For CSER2, the clinical sites will expand beyond North Alabama to focus on infants in hospitals in other regions of the Deep South. Regions include the Birmingham area and Jackson, Miss., where the project directors are Renate Savich, M.D., division chief of Newborn Medicine, and Brian Kirmse, M.D., associate professor of Pediatrics.
“These regional partnerships improve our ability to help children and their families by providing a genetic diagnosis as early as possible,” Barsh said.
“A major goal of CSER2 is to see if we can empower non-genetics trained health professionals to accurately and thoroughly explain the results of genomic testing to families,” UAB’s Korf. said “Because of a shortage of trained medical geneticists and genetic counselors, we need new paradigms in order to provide the benefits of genomic testing to more patients and families.
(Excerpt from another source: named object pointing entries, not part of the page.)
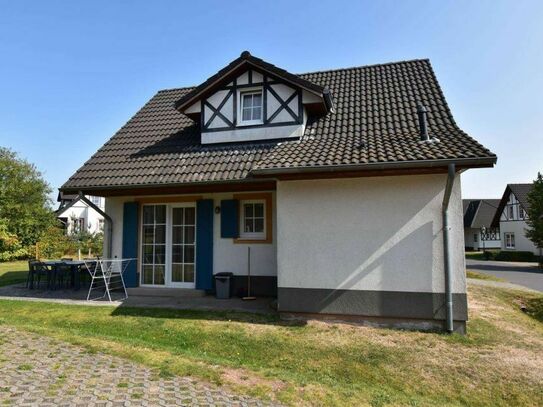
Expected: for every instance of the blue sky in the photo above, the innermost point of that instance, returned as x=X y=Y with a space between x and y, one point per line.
x=72 y=73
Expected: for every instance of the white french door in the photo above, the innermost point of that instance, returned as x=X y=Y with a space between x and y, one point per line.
x=182 y=231
x=168 y=248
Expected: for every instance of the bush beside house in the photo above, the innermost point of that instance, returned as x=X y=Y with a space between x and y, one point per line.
x=28 y=225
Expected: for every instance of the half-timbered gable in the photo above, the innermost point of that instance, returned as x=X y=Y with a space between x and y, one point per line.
x=254 y=100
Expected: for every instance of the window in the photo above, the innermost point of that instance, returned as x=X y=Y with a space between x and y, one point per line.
x=78 y=225
x=96 y=200
x=509 y=240
x=251 y=107
x=255 y=218
x=510 y=212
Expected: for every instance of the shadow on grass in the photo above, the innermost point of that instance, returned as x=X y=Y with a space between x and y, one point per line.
x=534 y=308
x=214 y=315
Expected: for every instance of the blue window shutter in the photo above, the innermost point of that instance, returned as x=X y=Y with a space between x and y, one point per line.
x=229 y=218
x=130 y=242
x=204 y=244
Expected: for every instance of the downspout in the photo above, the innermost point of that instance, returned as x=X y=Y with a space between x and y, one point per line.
x=108 y=219
x=448 y=266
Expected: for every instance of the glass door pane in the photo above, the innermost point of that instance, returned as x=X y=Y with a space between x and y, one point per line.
x=183 y=244
x=153 y=245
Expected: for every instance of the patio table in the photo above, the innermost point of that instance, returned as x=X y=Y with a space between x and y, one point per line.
x=75 y=268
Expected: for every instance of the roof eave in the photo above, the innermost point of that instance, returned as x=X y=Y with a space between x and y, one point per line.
x=463 y=163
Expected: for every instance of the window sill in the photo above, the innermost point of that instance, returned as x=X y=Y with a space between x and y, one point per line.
x=250 y=123
x=252 y=241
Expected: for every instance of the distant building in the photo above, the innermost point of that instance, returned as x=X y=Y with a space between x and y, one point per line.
x=478 y=231
x=511 y=218
x=76 y=215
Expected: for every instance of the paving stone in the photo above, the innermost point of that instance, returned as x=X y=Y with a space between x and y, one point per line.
x=60 y=374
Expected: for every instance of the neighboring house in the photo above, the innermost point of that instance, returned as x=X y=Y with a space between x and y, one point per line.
x=511 y=218
x=478 y=231
x=76 y=215
x=337 y=181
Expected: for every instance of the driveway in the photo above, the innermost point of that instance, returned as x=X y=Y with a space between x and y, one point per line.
x=525 y=274
x=40 y=371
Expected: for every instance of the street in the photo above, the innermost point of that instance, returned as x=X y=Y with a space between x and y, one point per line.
x=525 y=274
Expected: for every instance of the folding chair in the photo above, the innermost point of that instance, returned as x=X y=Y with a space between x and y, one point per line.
x=107 y=275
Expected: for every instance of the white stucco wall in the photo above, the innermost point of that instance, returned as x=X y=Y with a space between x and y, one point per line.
x=227 y=255
x=522 y=243
x=382 y=233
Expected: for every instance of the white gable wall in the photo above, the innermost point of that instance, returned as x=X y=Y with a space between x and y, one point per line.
x=382 y=233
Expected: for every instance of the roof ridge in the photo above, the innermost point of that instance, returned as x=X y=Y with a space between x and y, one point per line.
x=405 y=61
x=172 y=89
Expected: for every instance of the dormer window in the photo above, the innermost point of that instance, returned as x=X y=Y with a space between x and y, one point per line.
x=250 y=107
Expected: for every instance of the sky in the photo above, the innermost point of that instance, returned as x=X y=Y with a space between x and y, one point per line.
x=73 y=72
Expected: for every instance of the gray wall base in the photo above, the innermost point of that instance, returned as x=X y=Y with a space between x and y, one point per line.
x=432 y=325
x=382 y=304
x=261 y=286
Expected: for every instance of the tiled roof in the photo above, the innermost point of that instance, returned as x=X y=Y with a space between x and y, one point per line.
x=521 y=191
x=375 y=122
x=483 y=213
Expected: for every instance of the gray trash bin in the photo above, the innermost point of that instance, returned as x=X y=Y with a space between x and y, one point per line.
x=223 y=285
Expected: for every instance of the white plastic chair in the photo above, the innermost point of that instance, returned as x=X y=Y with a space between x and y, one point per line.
x=107 y=275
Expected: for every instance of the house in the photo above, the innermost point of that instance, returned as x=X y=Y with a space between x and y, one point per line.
x=344 y=184
x=478 y=232
x=76 y=215
x=511 y=218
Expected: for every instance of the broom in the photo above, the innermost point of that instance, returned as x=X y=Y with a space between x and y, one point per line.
x=249 y=297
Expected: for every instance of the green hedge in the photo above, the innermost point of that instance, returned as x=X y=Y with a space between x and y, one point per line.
x=515 y=256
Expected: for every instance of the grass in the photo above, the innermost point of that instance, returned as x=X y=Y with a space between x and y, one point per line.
x=483 y=276
x=13 y=272
x=498 y=363
x=480 y=255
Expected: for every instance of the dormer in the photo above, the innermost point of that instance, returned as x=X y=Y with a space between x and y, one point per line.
x=250 y=100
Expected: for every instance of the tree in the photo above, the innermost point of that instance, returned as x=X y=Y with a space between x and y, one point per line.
x=535 y=212
x=25 y=212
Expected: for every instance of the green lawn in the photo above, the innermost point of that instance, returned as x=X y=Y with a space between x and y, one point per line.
x=482 y=276
x=479 y=255
x=13 y=272
x=498 y=363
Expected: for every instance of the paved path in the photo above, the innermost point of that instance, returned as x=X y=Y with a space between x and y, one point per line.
x=525 y=274
x=39 y=371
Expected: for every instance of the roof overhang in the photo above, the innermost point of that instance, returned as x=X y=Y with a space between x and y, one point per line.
x=236 y=67
x=461 y=164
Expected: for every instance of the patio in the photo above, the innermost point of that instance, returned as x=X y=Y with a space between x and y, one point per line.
x=142 y=297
The need is especially acute in our underserved populations, where new models of return of genomic results could be very valuable in community hospital settings.”
The National Human Genome Research Institute (NHGRI) and National Cancer Institute (NCI) have partnered with the National Institute on Minority Health and Health Disparities (NIMHD) to improve the current processes of recruiting patients to be part of the research, testing and follow-up of study participants from diverse racial and ethnic groups, as well as those from currently understudied clinical healthcare settings where genomic medicine might be put into practice.
In the fiscal year 2017, CSER2 is awarding the grants to six clinical sites, which includes HudsonAlpha, and one coordinating center. The awards extend for a total of four years. The clinical sites – all with a goal of recruiting at least 60 percent of participants from diverse or underserved settings – boast research that covers geographical areas from the racially diverse populations in Houston, Texas, to the underrepresented minority populations in Harlem and the Bronx.
With the help of the coordinating center, which assures the organization and logistical support needed to identify new synergies that increase the scientific value of the six individual projects, CSER2 will continue to develop and enhance the evidence base required to bring genome sequencing to non-academic centers, as well as to diverse patient groups.